San Francisco Money Show
August 23rd and 24th
Hilton San Francisco Union Square
1.Thursday August 23rd: 12:30 PM – 1:15 PM
All Stars of Options: “How to Select the Best Covered Call Options in Bull and Bear Markets”
2. Friday August 24th: 10:15 AM – 1:15 PM
Masters Class: “How to Generate Monthly Cash Flow and Buy a Stock at a Discount Using 2 Low- Risk Option Strategies (covered call writing and selling cash-secured puts)”
3. Friday August 24th: 6:00 PM – 6:45 PM
Workshop: “Converting Non-Dividend Stocks to Dividend Stocks using Stock Options”
This week’s economic news of importance:
- NFIB small business index July 107.9 (107.2 last)
- Import price index July 0.1% (-0.1% last)
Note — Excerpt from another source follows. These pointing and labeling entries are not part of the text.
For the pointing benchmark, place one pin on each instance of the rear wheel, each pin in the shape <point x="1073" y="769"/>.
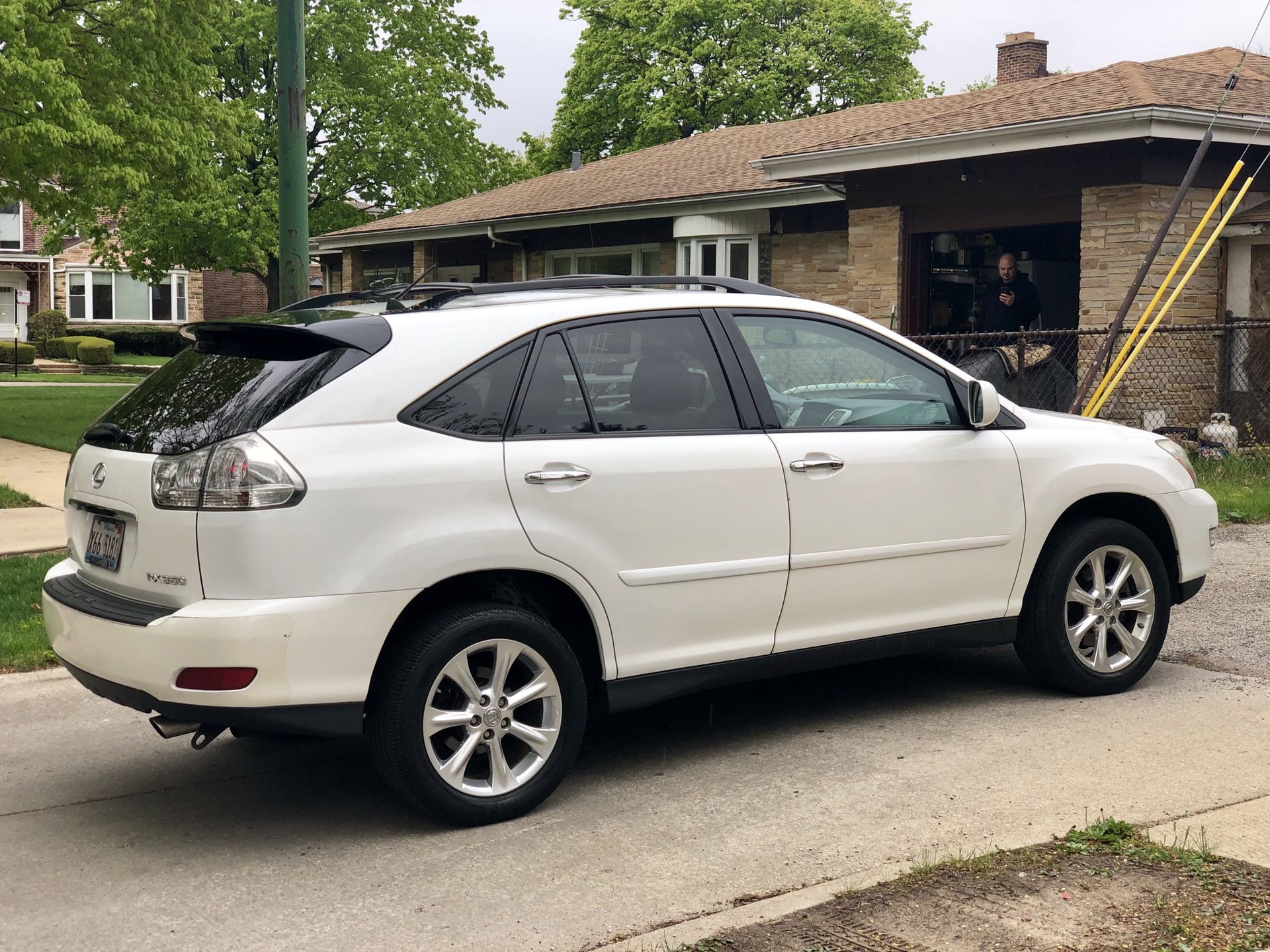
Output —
<point x="1097" y="611"/>
<point x="480" y="715"/>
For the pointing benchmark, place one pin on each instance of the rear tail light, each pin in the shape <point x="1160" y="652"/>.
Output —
<point x="244" y="473"/>
<point x="215" y="678"/>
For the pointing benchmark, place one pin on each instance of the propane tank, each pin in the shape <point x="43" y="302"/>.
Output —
<point x="1221" y="430"/>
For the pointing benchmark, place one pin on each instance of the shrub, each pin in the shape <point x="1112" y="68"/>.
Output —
<point x="26" y="352"/>
<point x="45" y="325"/>
<point x="95" y="350"/>
<point x="65" y="348"/>
<point x="154" y="342"/>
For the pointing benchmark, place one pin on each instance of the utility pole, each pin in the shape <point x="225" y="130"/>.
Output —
<point x="292" y="155"/>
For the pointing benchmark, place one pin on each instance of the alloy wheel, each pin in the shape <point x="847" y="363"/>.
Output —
<point x="1109" y="608"/>
<point x="493" y="717"/>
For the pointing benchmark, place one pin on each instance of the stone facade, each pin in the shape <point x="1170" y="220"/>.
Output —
<point x="857" y="268"/>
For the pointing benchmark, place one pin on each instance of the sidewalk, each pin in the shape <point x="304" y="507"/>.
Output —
<point x="41" y="474"/>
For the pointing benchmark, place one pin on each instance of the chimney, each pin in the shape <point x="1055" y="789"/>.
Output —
<point x="1020" y="58"/>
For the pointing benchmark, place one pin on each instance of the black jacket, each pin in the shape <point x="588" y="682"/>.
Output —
<point x="1027" y="307"/>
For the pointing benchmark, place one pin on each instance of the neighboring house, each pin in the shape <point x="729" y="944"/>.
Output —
<point x="897" y="211"/>
<point x="87" y="292"/>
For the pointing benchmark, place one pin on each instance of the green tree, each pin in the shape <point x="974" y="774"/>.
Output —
<point x="652" y="71"/>
<point x="107" y="98"/>
<point x="389" y="83"/>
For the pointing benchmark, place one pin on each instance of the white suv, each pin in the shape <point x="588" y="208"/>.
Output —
<point x="465" y="527"/>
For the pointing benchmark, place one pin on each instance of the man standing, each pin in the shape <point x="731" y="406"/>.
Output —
<point x="1013" y="301"/>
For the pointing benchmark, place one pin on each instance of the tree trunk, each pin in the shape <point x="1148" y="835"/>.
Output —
<point x="273" y="286"/>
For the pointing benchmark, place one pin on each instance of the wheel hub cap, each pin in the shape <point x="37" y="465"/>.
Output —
<point x="493" y="748"/>
<point x="1109" y="608"/>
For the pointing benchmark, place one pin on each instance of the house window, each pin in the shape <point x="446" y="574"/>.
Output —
<point x="11" y="226"/>
<point x="78" y="296"/>
<point x="108" y="296"/>
<point x="642" y="259"/>
<point x="720" y="257"/>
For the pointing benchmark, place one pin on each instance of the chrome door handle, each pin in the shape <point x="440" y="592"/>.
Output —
<point x="829" y="462"/>
<point x="544" y="476"/>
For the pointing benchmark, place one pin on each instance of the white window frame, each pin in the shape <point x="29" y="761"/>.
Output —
<point x="720" y="243"/>
<point x="635" y="252"/>
<point x="175" y="309"/>
<point x="22" y="229"/>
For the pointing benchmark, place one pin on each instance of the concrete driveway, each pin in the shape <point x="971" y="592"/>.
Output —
<point x="113" y="838"/>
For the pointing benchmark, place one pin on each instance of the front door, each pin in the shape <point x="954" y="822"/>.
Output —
<point x="648" y="487"/>
<point x="9" y="314"/>
<point x="902" y="518"/>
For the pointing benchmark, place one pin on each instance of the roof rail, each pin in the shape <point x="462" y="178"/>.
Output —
<point x="582" y="282"/>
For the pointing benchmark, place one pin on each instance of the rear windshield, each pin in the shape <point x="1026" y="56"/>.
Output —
<point x="204" y="397"/>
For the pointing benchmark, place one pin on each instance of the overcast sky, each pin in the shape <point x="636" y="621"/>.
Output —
<point x="536" y="48"/>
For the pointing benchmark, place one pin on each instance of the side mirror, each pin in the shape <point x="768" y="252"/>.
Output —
<point x="779" y="337"/>
<point x="984" y="404"/>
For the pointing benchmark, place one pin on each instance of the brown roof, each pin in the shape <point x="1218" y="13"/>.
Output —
<point x="718" y="163"/>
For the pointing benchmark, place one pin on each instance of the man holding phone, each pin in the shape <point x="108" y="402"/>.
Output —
<point x="1011" y="302"/>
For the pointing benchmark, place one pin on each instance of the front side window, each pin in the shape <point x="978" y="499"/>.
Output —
<point x="478" y="404"/>
<point x="653" y="375"/>
<point x="821" y="374"/>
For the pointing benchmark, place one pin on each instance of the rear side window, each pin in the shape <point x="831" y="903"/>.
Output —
<point x="478" y="404"/>
<point x="197" y="399"/>
<point x="553" y="403"/>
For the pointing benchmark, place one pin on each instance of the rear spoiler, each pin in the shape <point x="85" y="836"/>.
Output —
<point x="288" y="337"/>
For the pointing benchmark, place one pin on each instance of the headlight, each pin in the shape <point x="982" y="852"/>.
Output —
<point x="1179" y="454"/>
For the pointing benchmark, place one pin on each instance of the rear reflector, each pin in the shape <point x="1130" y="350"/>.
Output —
<point x="215" y="678"/>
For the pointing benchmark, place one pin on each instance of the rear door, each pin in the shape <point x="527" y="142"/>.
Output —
<point x="902" y="518"/>
<point x="656" y="487"/>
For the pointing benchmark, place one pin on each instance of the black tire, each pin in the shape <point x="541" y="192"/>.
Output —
<point x="1043" y="644"/>
<point x="397" y="711"/>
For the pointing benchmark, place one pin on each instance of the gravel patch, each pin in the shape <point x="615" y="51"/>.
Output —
<point x="1226" y="626"/>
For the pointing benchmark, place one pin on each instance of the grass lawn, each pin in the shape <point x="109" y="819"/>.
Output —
<point x="142" y="360"/>
<point x="130" y="380"/>
<point x="1240" y="484"/>
<point x="23" y="643"/>
<point x="13" y="499"/>
<point x="52" y="416"/>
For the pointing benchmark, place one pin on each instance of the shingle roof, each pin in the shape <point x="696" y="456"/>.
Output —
<point x="719" y="161"/>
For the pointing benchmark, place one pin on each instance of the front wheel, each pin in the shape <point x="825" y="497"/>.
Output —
<point x="1097" y="610"/>
<point x="480" y="716"/>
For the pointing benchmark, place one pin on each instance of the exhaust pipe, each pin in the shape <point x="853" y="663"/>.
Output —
<point x="169" y="729"/>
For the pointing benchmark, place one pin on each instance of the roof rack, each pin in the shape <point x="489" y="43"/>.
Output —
<point x="581" y="282"/>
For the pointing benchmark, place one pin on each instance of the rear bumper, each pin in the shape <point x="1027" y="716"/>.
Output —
<point x="320" y="720"/>
<point x="309" y="653"/>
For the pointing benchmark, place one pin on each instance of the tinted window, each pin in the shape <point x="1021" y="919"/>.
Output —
<point x="476" y="405"/>
<point x="828" y="375"/>
<point x="200" y="397"/>
<point x="658" y="374"/>
<point x="553" y="401"/>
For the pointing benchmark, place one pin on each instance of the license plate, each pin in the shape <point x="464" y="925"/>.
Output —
<point x="105" y="543"/>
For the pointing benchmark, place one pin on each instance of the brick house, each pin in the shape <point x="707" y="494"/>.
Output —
<point x="897" y="211"/>
<point x="87" y="292"/>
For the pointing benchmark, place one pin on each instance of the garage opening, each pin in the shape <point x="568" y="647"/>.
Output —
<point x="959" y="270"/>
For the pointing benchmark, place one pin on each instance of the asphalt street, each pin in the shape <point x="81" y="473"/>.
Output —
<point x="113" y="838"/>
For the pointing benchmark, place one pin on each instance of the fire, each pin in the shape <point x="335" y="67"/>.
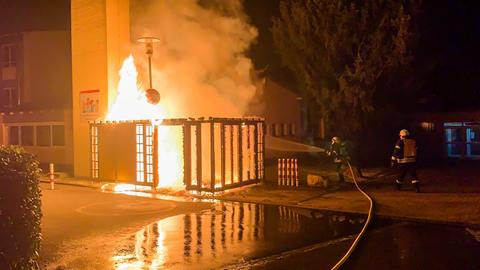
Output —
<point x="131" y="104"/>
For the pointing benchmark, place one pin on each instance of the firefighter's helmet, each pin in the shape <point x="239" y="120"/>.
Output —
<point x="404" y="132"/>
<point x="336" y="139"/>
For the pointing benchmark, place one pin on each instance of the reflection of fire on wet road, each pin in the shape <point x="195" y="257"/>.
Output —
<point x="228" y="234"/>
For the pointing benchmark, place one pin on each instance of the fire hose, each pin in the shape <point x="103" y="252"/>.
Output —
<point x="364" y="229"/>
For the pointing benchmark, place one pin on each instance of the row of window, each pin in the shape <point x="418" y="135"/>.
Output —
<point x="38" y="135"/>
<point x="281" y="129"/>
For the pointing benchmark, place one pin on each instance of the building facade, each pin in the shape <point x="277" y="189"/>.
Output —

- Retail sales July 0.5% (0.1% expected)
- Productivity Q2 2.9% (2.4% expected)
- Industrial production July 0.1% (0.3% expected)
- Home builders’ index August 67 (68 last)
- Business inventories June 0.1% (0.3% last)
- Weekly jobless claims 8/11 212,000 (215,000 expected)
- Housing starts July 1.168 million (1.270 million expected)
- Building permits July 1.311 million (1.292 million last)
- Consumer sentiment August 95.3 (98.5 expected)
- Leading economic indicators 0.6% (0.5% last)
THE WEEK AHEAD
Mon August 20th
- None scheduled
Tue August 21st
- None scheduled
Wed August 22nd
- Existing home sales July
- FOMC minutes
Thu August 23rd
- Weekly jobless claims 8/18
- Markit manufacturing PMI August
- Markit services PMI August
- New home sales July
Fri August 24thth
- Durable goods orders July
For the week, the S&P 500 moved down by 0.59% for a year-to-date return of 6.60%
IBD: Market in confirmed uptrend
GMI: 6/6- Bullish signal since market close of July 9, 2018
BCI: Using an equal number of in-the-money and out-of-the-money strikes. Not willing to get more aggressive at this time.
WHAT THE BROAD MARKET INDICATORS (S&P 500 AND VIX) ARE TELLING US
The 6-month charts point to a bullish tone. In the past six months, the S&P 500 was up 5% while the VIX (12.64) down by 39%.